At Tribe, we believe impact investing should be considered orthodox, long-term investing. We draw inspiration from learnings from the likes of Warren Buffet and his “forever” investment timeframe and Howard Marks’ “second order” thinking to bolster our methodology. The difference is the emphasis we place in prioritising positive investments that directly contribute to global sustainable development and address a social, economic or environmental issue society is facing.

Over the last few weeks, much has been written about how well ESG strategies have performed through the COVID-19 market crisis. Morningstar, in a detailed study (see Appendix), noted an overall outperformance for ESG labelled strategies. They found this was mainly attributable to an aggregated combination of ESG strategies being underweight in energy, overweight in technology, with further alpha being added by an overall superior stock selection. Of more significance, we believe, COVID-19 has brought to the fore, the businesses that are supporting and driving the world through this crisis. The businesses that are demonstrating their ingrained sustainable practices across all metrics which is allowing them to not only weather the storm but help others to do so also.

While this is a helpful short-term data point; we continue to look ahead at the longer term and focus on refining our process to position ourselves for the metanarrative which we think will define all investing over the course of the next decade. While sceptics may question our “values centric” ways, we believe that our approach (placing equal analysis on both investment and impact opportunities) is the inevitable consequence of a thoughtful application of long-term investment orthodoxy.

So, what does long-term investing actually mean for us? Our investment selection approach, seeks to uncover opportunities that offer strong societal and environmental benefits, in combination with attractive financial attributes. We are looking for well-run businesses or “compounders” who are driving long-term sustainable economic growth and we set our investment timeframe as “forever” (which is made easier given that considerations feature so heavily for us). For impact or impact agnostic investors this might mean a company with a high purchase regularity or one defending a share in a difficult to contest market.

This may all seem like pretty standard practice, however, the central sustainable theme that we seek to compound happens over time. The current COVID-19 crises and its impact on society demonstrates the intrinsic benefit of a long-term investment approach where for all corporate stakeholders is taken into account. Over the coming weeks and months, companies will begin to absorb the costs of negative which government regulations and society had previously given them privilege to externalise. Being allowed to socialise and have tax-payers pick up the cost of these negative clearly benefits some companies – think of a polluter or employer that fails to pay a living wage. Our “second order” thinking, when we ask “and then what?”, drives us to favour those companies who are already recognising the possible consequences to society and applying this either through a combination of their business activities or internal processes, with the former often being a key driver in reinforcing the latter.

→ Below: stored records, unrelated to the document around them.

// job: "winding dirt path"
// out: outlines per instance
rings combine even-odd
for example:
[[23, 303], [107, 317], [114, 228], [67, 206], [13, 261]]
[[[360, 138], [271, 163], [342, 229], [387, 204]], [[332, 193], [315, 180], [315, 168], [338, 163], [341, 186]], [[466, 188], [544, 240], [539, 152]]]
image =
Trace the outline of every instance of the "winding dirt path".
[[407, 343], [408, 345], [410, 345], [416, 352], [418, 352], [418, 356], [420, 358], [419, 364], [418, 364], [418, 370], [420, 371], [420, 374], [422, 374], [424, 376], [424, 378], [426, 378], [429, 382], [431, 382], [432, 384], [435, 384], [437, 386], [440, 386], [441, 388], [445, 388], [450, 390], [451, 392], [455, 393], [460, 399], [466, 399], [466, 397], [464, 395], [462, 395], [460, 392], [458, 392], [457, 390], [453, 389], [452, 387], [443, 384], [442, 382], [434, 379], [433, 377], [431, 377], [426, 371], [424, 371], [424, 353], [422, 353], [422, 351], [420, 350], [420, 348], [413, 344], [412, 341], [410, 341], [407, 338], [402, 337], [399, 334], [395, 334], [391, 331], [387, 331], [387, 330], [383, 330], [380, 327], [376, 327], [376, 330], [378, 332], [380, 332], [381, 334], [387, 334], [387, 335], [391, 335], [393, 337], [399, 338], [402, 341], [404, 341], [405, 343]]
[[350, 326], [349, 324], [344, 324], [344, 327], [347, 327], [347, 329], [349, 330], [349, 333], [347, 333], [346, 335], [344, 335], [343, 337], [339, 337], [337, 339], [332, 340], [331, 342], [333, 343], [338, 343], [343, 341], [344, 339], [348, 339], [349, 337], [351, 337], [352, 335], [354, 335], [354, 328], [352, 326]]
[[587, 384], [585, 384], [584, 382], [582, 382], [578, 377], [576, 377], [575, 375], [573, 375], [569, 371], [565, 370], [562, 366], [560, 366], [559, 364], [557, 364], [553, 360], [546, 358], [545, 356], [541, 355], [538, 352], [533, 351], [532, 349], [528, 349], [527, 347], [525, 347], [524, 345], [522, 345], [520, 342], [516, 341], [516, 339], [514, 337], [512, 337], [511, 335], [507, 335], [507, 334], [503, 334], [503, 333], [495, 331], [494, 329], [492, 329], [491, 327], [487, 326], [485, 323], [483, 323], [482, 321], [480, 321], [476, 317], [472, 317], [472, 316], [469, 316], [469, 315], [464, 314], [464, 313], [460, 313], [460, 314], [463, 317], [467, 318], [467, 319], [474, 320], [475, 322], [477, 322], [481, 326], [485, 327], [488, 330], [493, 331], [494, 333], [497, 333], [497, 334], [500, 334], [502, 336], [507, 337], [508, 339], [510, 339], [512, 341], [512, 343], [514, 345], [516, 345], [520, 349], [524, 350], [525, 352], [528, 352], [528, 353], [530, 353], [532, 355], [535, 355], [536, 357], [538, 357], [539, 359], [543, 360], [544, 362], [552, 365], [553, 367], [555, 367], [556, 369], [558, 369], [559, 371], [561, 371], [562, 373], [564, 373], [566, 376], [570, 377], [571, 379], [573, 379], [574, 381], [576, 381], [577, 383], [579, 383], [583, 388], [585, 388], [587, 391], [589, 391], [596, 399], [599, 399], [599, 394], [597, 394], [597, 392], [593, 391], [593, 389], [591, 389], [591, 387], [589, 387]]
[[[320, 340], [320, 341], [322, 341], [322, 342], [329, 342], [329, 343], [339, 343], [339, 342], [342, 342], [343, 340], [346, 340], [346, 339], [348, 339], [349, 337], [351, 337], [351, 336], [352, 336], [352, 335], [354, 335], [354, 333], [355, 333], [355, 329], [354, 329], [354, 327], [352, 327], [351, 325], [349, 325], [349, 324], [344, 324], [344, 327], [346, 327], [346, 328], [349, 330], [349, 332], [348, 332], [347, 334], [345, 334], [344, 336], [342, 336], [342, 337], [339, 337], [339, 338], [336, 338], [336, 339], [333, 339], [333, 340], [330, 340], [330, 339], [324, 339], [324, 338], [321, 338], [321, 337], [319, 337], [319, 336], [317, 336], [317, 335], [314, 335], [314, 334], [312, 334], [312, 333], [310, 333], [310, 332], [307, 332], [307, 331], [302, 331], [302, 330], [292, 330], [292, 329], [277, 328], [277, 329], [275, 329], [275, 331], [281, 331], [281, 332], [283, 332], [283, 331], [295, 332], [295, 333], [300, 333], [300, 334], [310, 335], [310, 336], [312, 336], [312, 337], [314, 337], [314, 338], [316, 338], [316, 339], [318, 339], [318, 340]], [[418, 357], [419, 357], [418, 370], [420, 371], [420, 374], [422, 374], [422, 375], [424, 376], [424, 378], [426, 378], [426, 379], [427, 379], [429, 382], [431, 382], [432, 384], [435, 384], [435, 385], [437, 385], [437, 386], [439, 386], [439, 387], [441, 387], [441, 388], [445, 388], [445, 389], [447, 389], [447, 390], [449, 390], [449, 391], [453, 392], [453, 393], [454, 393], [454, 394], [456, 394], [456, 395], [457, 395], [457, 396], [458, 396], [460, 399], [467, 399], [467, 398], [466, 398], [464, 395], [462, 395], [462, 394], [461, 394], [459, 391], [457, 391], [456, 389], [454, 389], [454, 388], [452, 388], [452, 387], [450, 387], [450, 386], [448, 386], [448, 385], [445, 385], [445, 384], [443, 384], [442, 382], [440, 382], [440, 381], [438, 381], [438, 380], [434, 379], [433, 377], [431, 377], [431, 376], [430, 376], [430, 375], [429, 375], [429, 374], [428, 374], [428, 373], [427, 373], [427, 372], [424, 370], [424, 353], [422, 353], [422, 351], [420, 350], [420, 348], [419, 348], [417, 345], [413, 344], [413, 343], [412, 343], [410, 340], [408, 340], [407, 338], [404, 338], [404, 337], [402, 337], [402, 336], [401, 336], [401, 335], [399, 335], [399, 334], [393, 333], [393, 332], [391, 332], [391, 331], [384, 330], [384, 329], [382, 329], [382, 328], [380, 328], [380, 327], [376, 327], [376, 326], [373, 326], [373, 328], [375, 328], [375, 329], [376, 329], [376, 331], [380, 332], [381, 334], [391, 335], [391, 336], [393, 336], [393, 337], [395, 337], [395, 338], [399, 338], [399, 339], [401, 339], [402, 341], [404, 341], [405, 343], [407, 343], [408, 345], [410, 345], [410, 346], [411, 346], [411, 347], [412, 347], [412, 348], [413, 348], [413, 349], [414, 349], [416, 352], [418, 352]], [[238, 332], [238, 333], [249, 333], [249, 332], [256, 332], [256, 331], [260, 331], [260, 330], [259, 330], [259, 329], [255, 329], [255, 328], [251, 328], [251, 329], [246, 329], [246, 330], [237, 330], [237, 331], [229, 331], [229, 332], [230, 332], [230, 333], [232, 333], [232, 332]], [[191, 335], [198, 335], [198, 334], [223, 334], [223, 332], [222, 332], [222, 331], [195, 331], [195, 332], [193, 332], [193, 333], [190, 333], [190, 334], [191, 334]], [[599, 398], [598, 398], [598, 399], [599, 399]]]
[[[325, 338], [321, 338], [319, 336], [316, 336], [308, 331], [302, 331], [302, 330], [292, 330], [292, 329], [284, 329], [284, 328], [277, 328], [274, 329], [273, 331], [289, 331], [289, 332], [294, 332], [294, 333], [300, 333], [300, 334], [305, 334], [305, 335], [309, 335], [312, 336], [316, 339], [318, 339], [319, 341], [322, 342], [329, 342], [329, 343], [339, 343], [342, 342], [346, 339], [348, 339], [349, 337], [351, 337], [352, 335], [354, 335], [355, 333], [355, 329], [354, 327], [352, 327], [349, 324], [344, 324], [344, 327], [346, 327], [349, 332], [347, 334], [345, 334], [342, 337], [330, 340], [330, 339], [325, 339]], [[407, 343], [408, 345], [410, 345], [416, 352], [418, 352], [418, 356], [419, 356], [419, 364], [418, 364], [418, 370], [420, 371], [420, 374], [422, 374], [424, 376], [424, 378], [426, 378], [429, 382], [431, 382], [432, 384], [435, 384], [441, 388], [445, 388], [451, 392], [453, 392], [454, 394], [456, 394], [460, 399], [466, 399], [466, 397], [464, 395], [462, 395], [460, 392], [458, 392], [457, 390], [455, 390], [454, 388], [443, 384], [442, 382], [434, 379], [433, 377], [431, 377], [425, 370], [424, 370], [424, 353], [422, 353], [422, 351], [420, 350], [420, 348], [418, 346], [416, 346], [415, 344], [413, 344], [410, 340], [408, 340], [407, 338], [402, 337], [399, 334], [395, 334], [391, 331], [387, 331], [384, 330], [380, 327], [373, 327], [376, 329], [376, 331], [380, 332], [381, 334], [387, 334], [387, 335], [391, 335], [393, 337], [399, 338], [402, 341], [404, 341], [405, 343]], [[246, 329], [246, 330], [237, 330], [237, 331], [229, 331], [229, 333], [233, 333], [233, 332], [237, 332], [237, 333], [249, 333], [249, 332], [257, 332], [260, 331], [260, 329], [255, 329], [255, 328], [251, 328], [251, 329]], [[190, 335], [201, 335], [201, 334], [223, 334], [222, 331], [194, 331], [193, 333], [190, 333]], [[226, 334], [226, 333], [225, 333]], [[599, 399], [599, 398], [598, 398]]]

We believe these companies are positioned to be long-term winners.

The current COVID-19 pandemic should act as a catalyst for companies to re-cast their systemic role and responsibility, or investors will quickly recognise that companies who don’t understand this will, at best, have significant additional costs coming or, at worst, fail to respond and damage their long-term competitiveness. This crisis has already seen governments committing vast sums to help support the economy – they will want a return on their investment. This is providing a timely opportunity to ensure companies cover all the costs of their business that they might otherwise be seeking to socialise. We have already seen the banks, the focus of much outrage given the generous terms of their bail outs during the 2008 financial crisis, noticeably quick to respond to government pressure not to pay their dividend, which suggests some lessons have been learned. There has been a great deal of attention on part of the US airline industry, amongst others, who have been confident they could rely on a government “put” that they have diverted nearly all their recent free cash flow into share buy-backs. It remains to be seen how acceptable future buy-back programmes will be after this crisis passes, given the other potential uses of cash to benefit other corporate stakeholders. The COVID-19 crisis itself, and government and society response to it, needs to compel companies to consider the needs of all stakeholders. Identifying those companies that already understand this, will be the key to identifying the long-term winners.

So, for us at Tribe, we hope that the lesson from Q1 2020 is not only that ESG aligned funds and companies can compete from a returns perspective and even outperform. But also the realisation that a long-term approach, across all sustainable investment metrics, will deliver the best returns for investors, as well as the planet, economy and society.

Appendix – Morningstar Direct

Source: Morningstar Direct. Data as of 3/31/2020. Note: Oldest shareclass used for mutual funds.

During the first quarter, the returns of sustainable funds were clustered in the top halves of their respective categories, and more sustainable funds’ returns ranked in their category’s best quartile than in any other quartile. The returns of 70% of sustainable funds ranked in the top halves of their categories and 44% ranked in their category’s best quartile. By contrast, only 11% of sustainable funds finished in their category’s worst quartile. That’s 4 times more sustainable funds finishing in the best quartile than in the worst quartile of their categories.